Unlocking Implicit Experience: Synthesizing Tool-Use Trajectories from Text

January 15, 20262601.10355

Authors

Jiahuan Li,Rongxiang Weng,Jingang Wang,Xunliang Cai,Xiting Wang

Abstract

Enabling Large Language Models (LLMs) to effectively utilize tools in multi-turn interactions is essential for building capable autonomous agents. However, acquiring diverse and realistic multi-turn tool-use data remains a significant challenge.

In this work, we propose a novel text-based paradigm. We observe that textual corpora naturally contain rich, multi-step problem-solving experiences, which can serve as an untapped, scalable, and authentic data source for multi-turn tool-use tasks.

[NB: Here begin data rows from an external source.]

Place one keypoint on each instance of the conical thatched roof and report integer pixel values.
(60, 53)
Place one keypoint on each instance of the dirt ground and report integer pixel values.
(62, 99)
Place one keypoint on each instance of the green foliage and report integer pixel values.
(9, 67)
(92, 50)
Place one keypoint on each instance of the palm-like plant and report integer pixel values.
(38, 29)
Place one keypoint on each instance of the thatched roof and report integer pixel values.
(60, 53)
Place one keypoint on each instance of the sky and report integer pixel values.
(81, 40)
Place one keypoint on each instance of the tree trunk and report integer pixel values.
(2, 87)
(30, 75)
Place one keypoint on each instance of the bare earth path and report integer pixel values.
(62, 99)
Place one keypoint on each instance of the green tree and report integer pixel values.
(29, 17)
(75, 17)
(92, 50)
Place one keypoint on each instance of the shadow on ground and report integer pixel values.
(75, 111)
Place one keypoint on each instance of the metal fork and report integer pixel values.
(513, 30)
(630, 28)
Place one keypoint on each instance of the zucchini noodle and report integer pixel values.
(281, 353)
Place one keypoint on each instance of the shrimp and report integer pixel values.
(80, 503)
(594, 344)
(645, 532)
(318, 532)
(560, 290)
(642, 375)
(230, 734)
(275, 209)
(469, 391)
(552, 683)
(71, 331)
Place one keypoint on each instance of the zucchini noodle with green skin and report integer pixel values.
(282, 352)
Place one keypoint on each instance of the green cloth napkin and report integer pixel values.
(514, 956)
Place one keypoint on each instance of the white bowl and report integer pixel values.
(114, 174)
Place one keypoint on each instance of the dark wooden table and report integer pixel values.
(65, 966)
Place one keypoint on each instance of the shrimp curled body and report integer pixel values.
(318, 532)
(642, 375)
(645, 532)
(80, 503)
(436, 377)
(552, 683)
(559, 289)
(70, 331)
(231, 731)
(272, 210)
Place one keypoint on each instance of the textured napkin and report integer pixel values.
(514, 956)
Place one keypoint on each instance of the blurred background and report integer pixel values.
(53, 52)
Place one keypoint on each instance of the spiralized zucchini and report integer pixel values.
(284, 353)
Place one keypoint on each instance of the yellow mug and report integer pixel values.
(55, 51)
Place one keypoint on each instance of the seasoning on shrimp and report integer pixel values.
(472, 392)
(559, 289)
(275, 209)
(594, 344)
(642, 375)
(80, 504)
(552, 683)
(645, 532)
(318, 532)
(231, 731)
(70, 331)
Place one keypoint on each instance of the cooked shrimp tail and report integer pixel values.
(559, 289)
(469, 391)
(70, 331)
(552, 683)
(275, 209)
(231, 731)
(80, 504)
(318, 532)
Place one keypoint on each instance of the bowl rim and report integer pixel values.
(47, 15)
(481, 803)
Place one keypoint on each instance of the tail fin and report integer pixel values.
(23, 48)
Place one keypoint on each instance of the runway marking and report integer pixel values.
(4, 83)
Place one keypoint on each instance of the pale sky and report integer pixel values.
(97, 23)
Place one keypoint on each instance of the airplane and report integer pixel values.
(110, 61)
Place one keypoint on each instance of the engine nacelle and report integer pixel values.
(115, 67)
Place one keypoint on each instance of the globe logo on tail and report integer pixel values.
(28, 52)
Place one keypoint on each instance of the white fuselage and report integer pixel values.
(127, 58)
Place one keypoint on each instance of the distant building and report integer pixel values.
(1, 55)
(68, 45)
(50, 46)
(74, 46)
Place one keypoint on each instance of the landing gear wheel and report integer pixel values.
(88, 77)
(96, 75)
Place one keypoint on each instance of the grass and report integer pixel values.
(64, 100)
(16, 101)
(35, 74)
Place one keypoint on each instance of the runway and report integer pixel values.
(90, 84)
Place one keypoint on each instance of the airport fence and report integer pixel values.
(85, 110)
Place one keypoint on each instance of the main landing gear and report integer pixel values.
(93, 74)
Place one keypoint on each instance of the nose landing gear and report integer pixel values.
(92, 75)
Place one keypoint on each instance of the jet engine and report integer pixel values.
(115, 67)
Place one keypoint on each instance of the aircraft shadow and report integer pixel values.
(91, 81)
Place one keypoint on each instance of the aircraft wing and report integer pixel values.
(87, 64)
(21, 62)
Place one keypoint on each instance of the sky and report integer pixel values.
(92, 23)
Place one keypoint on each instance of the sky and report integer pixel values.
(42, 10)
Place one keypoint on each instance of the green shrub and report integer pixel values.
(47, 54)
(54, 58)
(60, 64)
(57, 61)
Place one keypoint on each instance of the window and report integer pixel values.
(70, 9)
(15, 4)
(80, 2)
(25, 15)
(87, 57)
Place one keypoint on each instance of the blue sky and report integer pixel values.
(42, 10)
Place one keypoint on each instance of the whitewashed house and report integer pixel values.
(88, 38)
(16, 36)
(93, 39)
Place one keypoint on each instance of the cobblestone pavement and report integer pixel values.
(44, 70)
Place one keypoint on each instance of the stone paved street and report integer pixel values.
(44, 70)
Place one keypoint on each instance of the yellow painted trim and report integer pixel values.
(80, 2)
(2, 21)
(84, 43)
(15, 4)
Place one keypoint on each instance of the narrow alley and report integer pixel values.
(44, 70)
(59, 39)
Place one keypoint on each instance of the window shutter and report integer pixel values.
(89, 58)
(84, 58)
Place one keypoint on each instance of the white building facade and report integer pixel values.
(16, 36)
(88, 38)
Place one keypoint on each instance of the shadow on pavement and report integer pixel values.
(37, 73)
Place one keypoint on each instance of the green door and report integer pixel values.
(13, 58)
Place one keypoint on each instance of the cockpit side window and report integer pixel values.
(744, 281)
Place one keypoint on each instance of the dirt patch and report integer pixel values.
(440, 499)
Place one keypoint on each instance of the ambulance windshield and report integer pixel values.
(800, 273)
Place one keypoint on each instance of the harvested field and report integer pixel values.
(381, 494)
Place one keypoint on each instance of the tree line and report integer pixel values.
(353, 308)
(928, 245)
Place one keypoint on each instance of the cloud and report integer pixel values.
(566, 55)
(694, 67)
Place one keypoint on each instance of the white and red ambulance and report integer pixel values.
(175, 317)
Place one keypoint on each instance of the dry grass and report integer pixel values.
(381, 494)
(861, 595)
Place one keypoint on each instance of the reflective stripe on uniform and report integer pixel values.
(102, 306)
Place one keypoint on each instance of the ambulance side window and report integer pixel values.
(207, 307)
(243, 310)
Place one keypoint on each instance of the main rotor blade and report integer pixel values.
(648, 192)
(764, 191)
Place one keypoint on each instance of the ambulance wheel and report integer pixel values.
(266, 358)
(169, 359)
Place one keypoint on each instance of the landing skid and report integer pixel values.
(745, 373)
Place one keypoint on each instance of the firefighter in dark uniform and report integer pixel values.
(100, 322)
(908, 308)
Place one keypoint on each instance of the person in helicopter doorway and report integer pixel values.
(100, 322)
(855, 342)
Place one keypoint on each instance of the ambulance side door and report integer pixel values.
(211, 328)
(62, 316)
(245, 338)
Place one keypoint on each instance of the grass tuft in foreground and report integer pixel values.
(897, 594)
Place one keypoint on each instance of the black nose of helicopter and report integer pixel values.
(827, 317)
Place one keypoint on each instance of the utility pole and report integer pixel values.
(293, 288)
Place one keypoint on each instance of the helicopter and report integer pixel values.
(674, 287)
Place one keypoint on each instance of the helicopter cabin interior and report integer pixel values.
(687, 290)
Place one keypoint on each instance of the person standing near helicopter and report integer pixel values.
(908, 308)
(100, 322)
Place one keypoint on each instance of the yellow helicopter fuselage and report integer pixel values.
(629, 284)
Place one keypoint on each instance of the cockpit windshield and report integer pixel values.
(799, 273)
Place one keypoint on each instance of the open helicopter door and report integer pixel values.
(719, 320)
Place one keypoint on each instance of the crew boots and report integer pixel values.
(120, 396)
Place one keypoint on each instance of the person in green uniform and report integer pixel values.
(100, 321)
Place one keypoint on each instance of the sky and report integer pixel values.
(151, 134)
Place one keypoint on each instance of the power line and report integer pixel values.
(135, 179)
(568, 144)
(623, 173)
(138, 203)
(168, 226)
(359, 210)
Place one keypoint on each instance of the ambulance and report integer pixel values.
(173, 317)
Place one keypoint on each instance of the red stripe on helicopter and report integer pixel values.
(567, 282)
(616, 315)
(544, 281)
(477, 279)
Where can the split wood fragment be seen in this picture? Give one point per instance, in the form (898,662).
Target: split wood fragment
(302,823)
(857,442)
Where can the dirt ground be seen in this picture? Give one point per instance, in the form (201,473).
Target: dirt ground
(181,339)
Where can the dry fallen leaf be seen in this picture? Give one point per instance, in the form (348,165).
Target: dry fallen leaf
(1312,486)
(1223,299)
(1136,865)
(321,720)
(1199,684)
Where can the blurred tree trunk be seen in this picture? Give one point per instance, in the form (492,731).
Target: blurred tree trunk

Based on this insight, we introduce GEM, a data synthesis pipeline that enables the generation and extraction of multi-turn tool-use trajectories from text corpora through a four-stage process: relevance filtering, workflow & tool extraction, trajectory grounding, and complexity refinement. To reduce the computational cost, we further train a specialized Trajectory Synthesizer via supervised fine-tuning.

This model distills the complex generation pipeline into an efficient, end-to-end trajectory generator. Experiments demonstrate that our GEM-32B achieve a 16.5% improvement on the BFCL V3 Multi-turn benchmark.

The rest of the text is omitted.